See here (different letters used but same idea):Would you be able to answer my earlier question to Prof Ponting:
This non-scientist's understanding would benefit from knowing the variables involved in the gene-set analyses:
Z = B0 + C1.B1 + ... + CnBn + e
... is Z the 13 gene-analysis ones, or is it all 18k?
... is C1 a binary 0/1 for membership of each modeled gene in the gene-set (set of genes expressed in a tissue_
Hugely impressed you have done all that work and can get close to the study results - wrangling the actual data gives a better feel for what was actually done.

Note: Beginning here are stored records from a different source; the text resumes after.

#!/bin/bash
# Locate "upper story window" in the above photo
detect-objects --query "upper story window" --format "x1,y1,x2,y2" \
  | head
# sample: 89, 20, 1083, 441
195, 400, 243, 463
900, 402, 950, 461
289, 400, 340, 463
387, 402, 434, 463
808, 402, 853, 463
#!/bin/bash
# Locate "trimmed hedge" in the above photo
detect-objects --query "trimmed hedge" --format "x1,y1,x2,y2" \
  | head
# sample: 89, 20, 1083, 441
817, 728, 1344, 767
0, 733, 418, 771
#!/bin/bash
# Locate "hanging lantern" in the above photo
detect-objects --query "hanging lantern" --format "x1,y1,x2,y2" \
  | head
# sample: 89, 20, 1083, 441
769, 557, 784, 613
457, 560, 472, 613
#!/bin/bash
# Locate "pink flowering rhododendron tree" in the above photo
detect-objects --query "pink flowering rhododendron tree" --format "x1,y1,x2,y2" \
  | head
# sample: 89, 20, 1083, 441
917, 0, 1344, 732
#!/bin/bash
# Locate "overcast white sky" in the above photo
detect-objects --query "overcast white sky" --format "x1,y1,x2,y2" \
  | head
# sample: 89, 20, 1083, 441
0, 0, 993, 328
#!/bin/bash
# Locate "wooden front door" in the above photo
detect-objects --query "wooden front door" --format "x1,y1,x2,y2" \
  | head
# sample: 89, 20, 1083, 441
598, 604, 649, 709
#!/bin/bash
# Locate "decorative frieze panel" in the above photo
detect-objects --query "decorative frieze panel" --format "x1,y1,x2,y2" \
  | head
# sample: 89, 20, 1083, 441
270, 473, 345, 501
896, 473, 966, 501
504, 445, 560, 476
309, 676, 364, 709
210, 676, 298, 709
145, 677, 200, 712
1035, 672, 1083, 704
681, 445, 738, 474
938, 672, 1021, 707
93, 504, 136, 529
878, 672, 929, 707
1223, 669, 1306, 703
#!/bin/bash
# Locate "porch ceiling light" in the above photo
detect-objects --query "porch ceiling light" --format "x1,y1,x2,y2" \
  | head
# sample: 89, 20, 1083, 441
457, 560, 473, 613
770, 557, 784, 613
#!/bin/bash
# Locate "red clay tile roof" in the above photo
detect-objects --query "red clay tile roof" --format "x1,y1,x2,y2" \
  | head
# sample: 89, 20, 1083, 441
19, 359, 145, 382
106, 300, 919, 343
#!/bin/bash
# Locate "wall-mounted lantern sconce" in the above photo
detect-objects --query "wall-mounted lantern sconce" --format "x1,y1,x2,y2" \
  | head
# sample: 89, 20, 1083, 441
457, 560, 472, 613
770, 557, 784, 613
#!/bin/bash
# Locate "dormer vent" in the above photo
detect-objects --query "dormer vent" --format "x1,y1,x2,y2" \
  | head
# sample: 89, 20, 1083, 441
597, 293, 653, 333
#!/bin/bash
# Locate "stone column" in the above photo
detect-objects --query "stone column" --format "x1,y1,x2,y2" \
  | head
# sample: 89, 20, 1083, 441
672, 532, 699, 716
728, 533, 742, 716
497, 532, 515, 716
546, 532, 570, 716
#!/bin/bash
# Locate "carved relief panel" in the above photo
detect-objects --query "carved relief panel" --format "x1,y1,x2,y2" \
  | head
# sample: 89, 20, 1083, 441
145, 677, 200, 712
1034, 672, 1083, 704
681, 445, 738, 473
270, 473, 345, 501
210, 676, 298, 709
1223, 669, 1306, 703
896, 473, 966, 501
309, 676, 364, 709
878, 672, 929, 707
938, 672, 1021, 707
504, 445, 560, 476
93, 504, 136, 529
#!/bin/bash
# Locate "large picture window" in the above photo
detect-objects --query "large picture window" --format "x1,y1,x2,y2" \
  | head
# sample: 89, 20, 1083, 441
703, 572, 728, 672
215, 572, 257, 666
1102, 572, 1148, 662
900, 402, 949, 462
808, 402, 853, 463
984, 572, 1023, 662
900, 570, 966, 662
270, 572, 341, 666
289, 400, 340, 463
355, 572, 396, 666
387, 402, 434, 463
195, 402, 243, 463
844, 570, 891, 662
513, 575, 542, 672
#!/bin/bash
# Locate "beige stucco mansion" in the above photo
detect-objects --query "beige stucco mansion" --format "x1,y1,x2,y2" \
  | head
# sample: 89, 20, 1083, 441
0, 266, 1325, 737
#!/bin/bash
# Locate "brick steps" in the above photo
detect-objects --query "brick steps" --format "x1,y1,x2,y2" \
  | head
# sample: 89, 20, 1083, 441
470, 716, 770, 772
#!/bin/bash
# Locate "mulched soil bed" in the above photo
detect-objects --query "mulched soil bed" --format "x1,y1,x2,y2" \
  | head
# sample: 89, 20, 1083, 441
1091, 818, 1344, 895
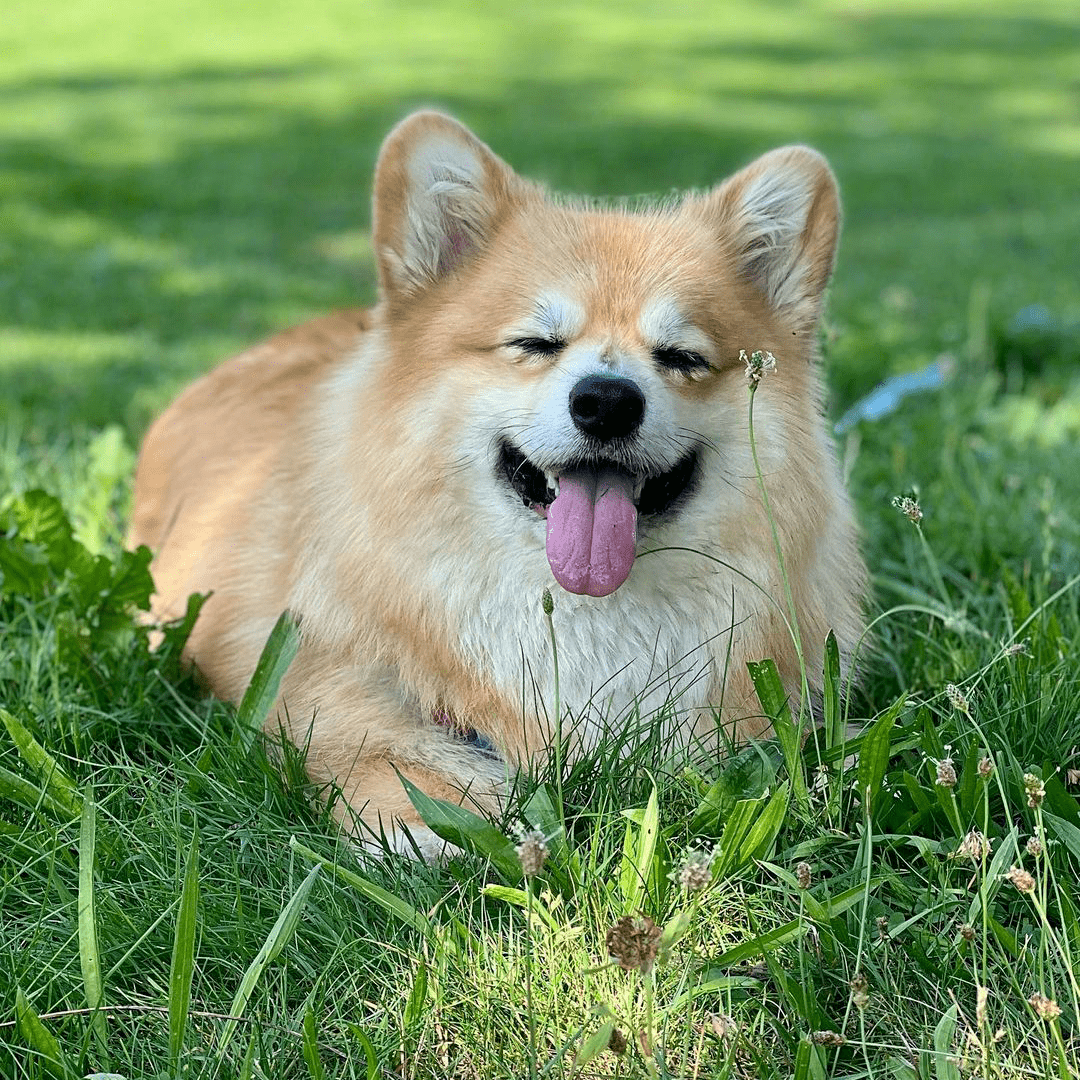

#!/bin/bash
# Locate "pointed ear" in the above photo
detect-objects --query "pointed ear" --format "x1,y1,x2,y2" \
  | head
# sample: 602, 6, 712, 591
703, 146, 840, 328
372, 112, 525, 296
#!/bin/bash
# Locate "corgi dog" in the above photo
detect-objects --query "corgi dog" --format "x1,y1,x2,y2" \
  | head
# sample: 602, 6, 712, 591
130, 111, 865, 854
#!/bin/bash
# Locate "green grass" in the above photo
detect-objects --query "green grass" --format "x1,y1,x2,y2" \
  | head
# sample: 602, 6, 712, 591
0, 0, 1080, 1080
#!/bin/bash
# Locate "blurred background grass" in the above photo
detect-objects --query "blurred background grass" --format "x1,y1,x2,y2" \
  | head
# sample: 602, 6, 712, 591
0, 0, 1080, 441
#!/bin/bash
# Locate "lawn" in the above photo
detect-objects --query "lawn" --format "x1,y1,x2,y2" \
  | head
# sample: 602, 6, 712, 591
0, 0, 1080, 1080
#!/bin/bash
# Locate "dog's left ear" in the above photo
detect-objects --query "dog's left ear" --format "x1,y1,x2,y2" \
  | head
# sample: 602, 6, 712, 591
372, 112, 527, 299
699, 146, 840, 328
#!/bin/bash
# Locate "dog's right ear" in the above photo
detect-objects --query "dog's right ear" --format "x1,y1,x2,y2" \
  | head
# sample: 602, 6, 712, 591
372, 112, 526, 298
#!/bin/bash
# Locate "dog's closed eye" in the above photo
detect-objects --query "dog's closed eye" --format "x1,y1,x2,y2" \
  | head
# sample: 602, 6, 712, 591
652, 346, 708, 375
507, 338, 566, 356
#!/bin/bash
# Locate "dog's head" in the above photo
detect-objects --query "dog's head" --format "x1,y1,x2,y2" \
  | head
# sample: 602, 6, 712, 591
374, 112, 839, 596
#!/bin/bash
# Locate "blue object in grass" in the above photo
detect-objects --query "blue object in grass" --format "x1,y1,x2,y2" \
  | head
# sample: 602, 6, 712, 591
834, 355, 956, 435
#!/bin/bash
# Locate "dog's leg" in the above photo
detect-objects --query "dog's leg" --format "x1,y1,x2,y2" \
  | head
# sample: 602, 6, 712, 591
268, 646, 508, 858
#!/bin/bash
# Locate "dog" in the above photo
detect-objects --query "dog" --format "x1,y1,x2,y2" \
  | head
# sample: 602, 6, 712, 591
130, 111, 866, 854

To identify tissue specificity of the phenotype, FUMA performs MAGMA gene-property analyses to test relationships between tissue specific gene expression profiles and disease-gene associations. The gene-property analysis is based on the regression model,
Z∼β0+EtβE+AβA+BβB+ϵ
where Z is a gene-based Z-score converted from the gene-based P-value, B is a matrix of several technical confounders included by default. Et is the gene expression value of a testing tissue type c and A is the average expression across tissue types in a data set [...]
We performed a one-sided test (βE>0) which is essentially testing the positive relationship between tissue specificity and genetic association of genes.
The tissue gene-property analysis is a linear regression of all genes. Z is a gene's score from the GWAS and Et is a gene's expression in a tissue. Both of which are continuous, not binary.
For the gene-set analysis (the ubiquitin, synapse gene sets, etc), there's a binary variable on the right side instead - a gene is either in the gene set or not. The z-score on the left is still continuous.